Understanding Critical Rendering Path

Understanding Critical Rendering Path

When the browser receives HTML response for a page from a server, there are some steps that need to be done before you could even see the page on your browser's screen. Now, Critical Rendering Path is the sequence of those steps the browser goes through to convert the HTML, CSS, and JavaScript into pixels on the screen. You know that optimizing the critical rendering path can improve the render performance of the page. So, Knowledge of the Critical Rendering Path is useful for understanding how a site's performance can be improved on the first render.

There are 6 steps the browser goes through in CRP:

  1. Constructing the DOM Tree
  2. Constructing the CSSOM Tree
  3. Running JavaScript
  4. Creating the Render Tree
  5. Generating the Layout
  6. Painting

1. Constructing the DOM Tree

The DOM (Document Object Model) Tree is an Object representation of the fully parsed HTML page. Tarting with the root element, , nodes are created for each element/text on the page. Elements nested within other elements are represented as child nodes and every node contains the complete attributes for that element. The greater the number of nodes, the longer the subsequent events within the critical rendering path will take.

2. Constructing the CSSOM Tree

The CSSOM (CSS Object Model) is an Object representation of the styles associated with the Document Object Model.

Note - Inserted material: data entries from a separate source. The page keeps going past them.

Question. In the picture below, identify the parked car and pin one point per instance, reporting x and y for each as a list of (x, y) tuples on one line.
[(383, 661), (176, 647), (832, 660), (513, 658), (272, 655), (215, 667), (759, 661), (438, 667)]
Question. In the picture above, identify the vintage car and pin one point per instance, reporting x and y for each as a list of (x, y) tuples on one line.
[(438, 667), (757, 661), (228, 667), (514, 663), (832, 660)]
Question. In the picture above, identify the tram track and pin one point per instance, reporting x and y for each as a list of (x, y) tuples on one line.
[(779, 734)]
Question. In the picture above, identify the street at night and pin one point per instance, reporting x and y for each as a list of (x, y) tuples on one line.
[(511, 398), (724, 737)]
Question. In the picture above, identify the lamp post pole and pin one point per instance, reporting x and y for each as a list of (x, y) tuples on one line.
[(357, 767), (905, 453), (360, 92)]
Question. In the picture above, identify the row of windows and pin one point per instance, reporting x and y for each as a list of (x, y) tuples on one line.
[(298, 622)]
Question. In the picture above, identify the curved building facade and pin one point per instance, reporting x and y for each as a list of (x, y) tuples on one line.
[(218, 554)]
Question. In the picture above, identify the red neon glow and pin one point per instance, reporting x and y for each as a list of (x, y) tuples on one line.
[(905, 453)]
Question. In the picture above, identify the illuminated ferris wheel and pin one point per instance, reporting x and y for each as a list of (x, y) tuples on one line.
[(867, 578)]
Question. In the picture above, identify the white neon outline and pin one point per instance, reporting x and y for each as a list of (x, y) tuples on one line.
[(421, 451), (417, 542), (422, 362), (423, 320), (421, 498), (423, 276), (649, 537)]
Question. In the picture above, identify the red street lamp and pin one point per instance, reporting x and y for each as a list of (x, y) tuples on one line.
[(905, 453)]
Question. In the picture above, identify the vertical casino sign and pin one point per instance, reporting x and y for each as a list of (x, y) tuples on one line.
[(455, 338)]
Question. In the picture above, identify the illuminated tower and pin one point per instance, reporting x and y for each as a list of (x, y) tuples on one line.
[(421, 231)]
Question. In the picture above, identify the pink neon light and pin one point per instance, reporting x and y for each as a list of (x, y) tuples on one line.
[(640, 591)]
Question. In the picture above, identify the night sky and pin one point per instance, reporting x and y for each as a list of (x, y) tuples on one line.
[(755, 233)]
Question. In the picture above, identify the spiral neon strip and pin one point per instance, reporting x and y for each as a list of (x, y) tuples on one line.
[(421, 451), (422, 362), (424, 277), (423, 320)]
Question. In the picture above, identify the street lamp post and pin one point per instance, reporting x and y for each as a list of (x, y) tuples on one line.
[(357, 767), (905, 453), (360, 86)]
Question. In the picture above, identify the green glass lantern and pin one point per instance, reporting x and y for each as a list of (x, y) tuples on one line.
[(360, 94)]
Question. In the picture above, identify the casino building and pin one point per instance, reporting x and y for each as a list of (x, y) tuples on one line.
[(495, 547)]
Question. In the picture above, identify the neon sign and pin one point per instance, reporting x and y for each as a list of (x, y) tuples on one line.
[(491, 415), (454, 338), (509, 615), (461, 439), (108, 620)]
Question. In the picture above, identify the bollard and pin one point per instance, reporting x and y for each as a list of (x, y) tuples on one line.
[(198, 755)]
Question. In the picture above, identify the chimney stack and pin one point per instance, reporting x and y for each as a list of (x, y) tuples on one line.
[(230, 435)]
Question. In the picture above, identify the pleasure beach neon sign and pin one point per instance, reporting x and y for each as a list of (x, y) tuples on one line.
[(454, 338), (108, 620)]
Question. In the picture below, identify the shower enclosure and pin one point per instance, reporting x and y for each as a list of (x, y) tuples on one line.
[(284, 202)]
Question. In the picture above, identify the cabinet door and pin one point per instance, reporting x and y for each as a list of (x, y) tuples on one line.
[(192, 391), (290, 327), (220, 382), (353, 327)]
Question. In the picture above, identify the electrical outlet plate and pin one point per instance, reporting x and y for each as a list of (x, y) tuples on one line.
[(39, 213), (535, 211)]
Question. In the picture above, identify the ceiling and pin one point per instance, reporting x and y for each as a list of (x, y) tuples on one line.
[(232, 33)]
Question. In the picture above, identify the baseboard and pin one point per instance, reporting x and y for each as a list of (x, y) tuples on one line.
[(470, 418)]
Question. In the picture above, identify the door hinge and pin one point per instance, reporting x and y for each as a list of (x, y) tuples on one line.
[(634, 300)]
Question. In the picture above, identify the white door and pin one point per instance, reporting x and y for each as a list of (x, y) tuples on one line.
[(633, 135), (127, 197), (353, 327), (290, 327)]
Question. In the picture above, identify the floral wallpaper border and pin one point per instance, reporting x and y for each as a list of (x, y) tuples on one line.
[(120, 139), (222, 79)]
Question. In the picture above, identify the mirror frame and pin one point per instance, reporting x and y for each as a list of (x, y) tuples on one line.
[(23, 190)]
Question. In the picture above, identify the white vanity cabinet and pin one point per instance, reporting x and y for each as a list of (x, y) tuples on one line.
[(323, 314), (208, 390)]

The CSSOM contains all the styles of the HTML page i.e information on how to style that DOM. CSSOM is similar to the DOM, but it is different from it. The DOM construction is incremental, while CSSOM is not. CSS is render blocking: the browser blocks page rendering until it receives and processes all of the received CSS. CSS is render blocking because rules are often overwritten, therefore the content can't be completely rendered until the CSS Object Model is complete. Unlike HTML, CSS cannot be utilized in parts due to its inherited cascading nature. Styles defined later within the document can override and alter styles that were previously defined. So, if we start using CSS styles defined earlier within the stylesheet before everything of the stylesheet has been parsed, we may get a situation where the incorrect CSS is being applied. This means that CSS must be fully parsed before we can move on to the next stage. CSS can also be "script blocking". This is because JavaScript files must wait until the CSSOM has been constructed before it can run.

3. Running JavaScript

JavaScript is considered a parser blocking resource. This means that the parsing of the HTML document itself is blocked by JavaScript. when HTML parser reaches script tag it pauses the HTML parsing. Then it starts fetching and executing javascript. To fix this we've to use async or defer in our external script file or should use script tag at the bottom of the body if script is internal. I have written a detailed blog on async-defer, check it for more info: efficiently load script file in javascript using async and defer

4. Creating the Render Tree

The render tree captures both the content and the styles: the DOM and CSSOM trees are combined into the render tree. To construct the render tree, the browser checks every node, starting from the root of the DOM tree, and determines which CSS rules are attached to it. This means that it only captures the visible content and can't include, for example, elements that are hidden with CSS using display: none.

5. Generating the Layout

After render tree, building layout is possible. Layout depends on the viewport size of the window, which provides context for CSS styles that are dependent on it, e.g. percentage or viewport units (vh, vw). The viewport size is decided by the meta viewport tag provided within the document head or, if no tag is provided, the default viewport width of 980px is used. On by-default full screen browsers, like your phone's browser, by setting the width are going to be width of the device rather than the default viewport width.

<meta name="viewport" content="width=device-width, initial-scale=1">

The user visits the webpage on a device with a width of, for example, 1000px, then sizes will be based on that unit. Half the viewport are going to be 500px, 10vw are going to be 100px, and so on. The device-width changes when a user rotates their phone between landscape and portrait mode. Layout happens whenever a device is rotated or browser is otherwise resized.

6. Painting

Finally the last step is painting the pixels on the screen. Once the render tree is made and therefore layout occurs, the visible content of the page is converted to pixels to be displayed on the screen. Paint time depends on what type of updates are being applied to the render tree. Some styles require more work to execute than other styles. For example, a complicated gradient background image requires more time than the simple solid background color.

Optimizing CRP

Optimizing critical rendering path isn't only about setting code-splitting. Our code must be checked if there’s potential unnecessary rendering at the highest level also. That would make the code-splitting more optimized and significantly improve performance. Performance tips include:

  • minimizing the number of critical resources by deferring their download, marking them as async, or eliminating them altogether.
  • optimizing the number of requests required along with the file size of each request
  • optimizing the order in which critical resources are loaded by prioritizing the downloading critical assets, shorten the critical path length.